Но когда она повторила свой номер перед тремя прохожими, ею вдруг овладело глубокое недовольство собой. Все эти слова показались фальшивыми даже ей самой. У нее пересохло горло оттого, что она столько говорила, глаза заволакивало соленой пеленой и сердце билось как-то глухо.

Тогда она бросилась переодеваться, бесконечно меняла прическу, пока ей не надоело и это, и наконец, не в состоянии больше выдержать, спустилась в парадное поджидать гостей. Сердце ее отсчитывало секунды, точно секундомер.

Но Ненука ее опередила. Окруженная целой толпой мальчишек, она заняла пост на балконе соседнего дома и принялась донимать Лус-Дивину своим жестоким резким голоском:

– Ни-кто не и-дет!.. Ни-кто не и-дет!..

В конце концов Лус-Дивине стало невмоготу слушать вздорные выкрики и свист; пришлось уйти из парадного и укрыться внутри дома. Часы показывали без десяти шесть. Мать переодевалась в своей комнате. Обойдя квартиру, девочка в последний раз убедилась, что все в порядке. Зал, столовая, прихожая – весь дом пропах шоколадом. Лус-Дивина перенесла подносы на импровизированный буфет галереи. Некоторое время она постояла там с закрытыми глазами, дыша вечерней прохладой, потом снова отнесла подносы на кухонный стол. Спустя несколько секунд громкий звонок возвестил о прибытии первого гостя.

Разглаживая рукой складки платья, Лус-Дивина помчалась открывать дверь, и с этого момента жизнь превратилась для нее в какой-то жуткий кошмар. За короткое время явились Лусила, Роса, Монтсе и Мария-Глория, извиняясь под разными предлогами, что, несмотря на свое желание, никак не могут присутствовать у нее на ужине.

– Мама требует, чтобы я пошла с ней в кино, – сказала Лусила.

– Бабушке снова стало хуже, и мы уезжаем к ней в Барселону, – сказала Роса.

Что касается Монтсе и Марии-Глории, то они, по собственному признанию, заглянули к Лус-Дивине просто по пути. Видя, что никого нет, они тотчас же ушли, обещая через некоторое время вернуться.

С мальчиками дело обстояло еще хуже. Хотя Лус-Дивина не поленилась лично пригласить каждого, никто из них не выполнил своего обещания.

Часы показывали без десяти семь. Дом настороженно затаился. На дворе спускалась ночь. Подносы с пирожными стояли нетронутые, шоколад остывал в чашках, а гости не шли…

Сидя на табуретке у плиты, мать из жалости хранила молчание, но удрученное выражение ее лица было красноречивее всяких слов. Ненука с полдюжиной ребятишек выглядывала из-за садовой ограды, они радостными криками выражали свое торжество по поводу провала вечера.

Лус-Дивина думала, что сходит с ума. Случившееся казалось ей результатом предварительного сговора, скверной шуткой, которую сыграли с ней подруги. Сквозь слезы она еще раз оглядела ужасные пустые комнаты. Шоколад по-прежнему дымился в чашках. Список гостей, приколотый к стенке над грудами нетронутых бутербродов, выглядел злой насмешкой.
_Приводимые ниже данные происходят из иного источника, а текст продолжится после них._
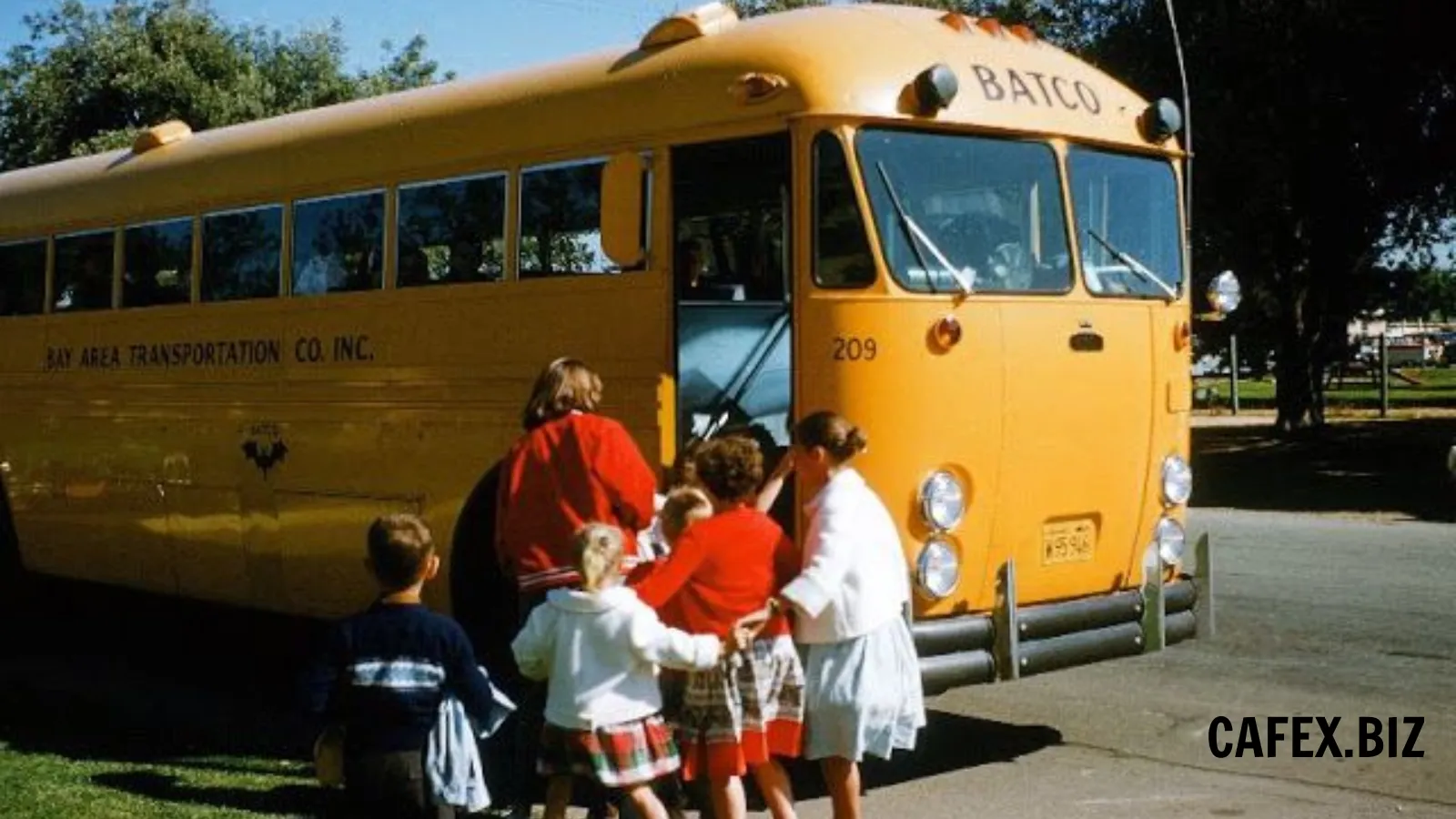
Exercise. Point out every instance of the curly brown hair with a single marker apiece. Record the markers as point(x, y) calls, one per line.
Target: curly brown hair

– Семь, – сказала мама тихо. – Если хочешь, давай выпьем шоколад, пока он совсем не остыл.

Не говоря ни слова, они сели одна против другой перед расставленными в порядке подносами с бутербродами, перед тарелками и дымящимися чашками, окруженные враждебно притаившейся черной тишиной, которую временами прерывал веселый гомон Ненуки и мальчишек. Лус-Дивина начала поспешно глотать печенье, тщетно пытаясь удержать подступавшие рыдания. Наконец, не в силах больше сдерживаться, она с громким плачем бросилась на галерею. Ребята, вскарабкавшиеся на ограду сада, с перепуга перестали галдеть.
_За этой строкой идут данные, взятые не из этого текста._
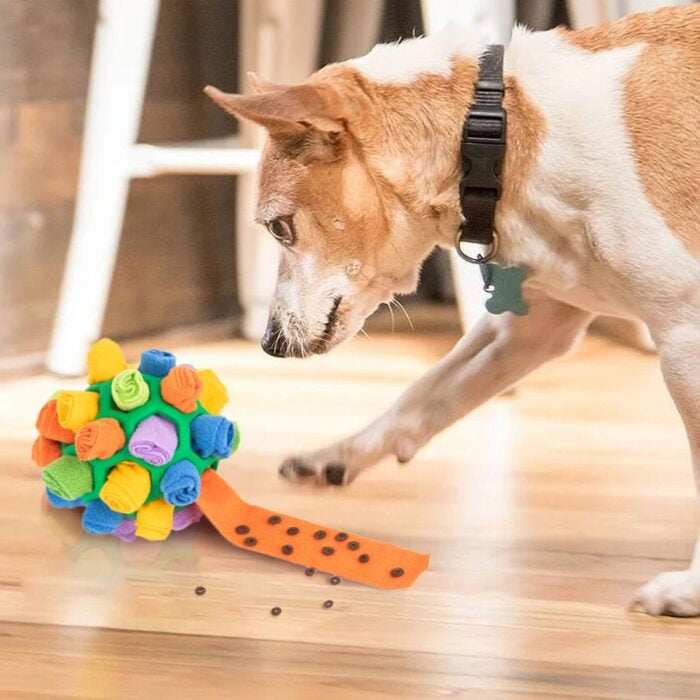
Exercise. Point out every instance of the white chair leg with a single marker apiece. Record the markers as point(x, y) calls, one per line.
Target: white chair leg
point(495, 19)
point(121, 57)
point(270, 46)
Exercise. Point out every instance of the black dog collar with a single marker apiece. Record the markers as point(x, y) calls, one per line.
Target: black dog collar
point(482, 150)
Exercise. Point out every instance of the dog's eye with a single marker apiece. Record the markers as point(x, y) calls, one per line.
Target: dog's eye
point(282, 230)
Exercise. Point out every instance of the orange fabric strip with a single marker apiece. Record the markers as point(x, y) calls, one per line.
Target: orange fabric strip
point(181, 388)
point(99, 439)
point(350, 556)
point(44, 451)
point(47, 424)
Когда они смолкли, девочка твердым голосом, удивившим ее самое, крикнула:

– Эй, вы, кто там ждет, идите сюда!.. У меня горы бутербродов, хвороста и шоколада. Кто хочет, будет гостем.

* * *

Влажные, умиротворенные осенние вечера были пыткой для сеньориты Флоры. В этом году они казались особенно тягостными и бесконечными, доводя ее чуть ли не до исступления. Уединенные улочки колониального квартала оставались изо дня в день неизменными, солнце все так же сверкало на белой штукатурке домов, и, когда оно заходило, с крыш и стен словно струился белесый, слепящий, какой-то уныло фосфорический свет, жадно поглощаемый серым асфальтом тротуара.

Ежевечерне жизнь здесь совершенно угасала, но на следующее утро возрождалась снова, монотонная, повторяющаяся, ужасная.

Всю осень Флора металась по городу как загнанная. Но как ожесточенны ни были ее поиски, она не могла найти себе прибежища. Бары, куда она с удовольствием зашла бы, были включены в разработанный Рехиной и ее подругами список «нерекомендованных мест».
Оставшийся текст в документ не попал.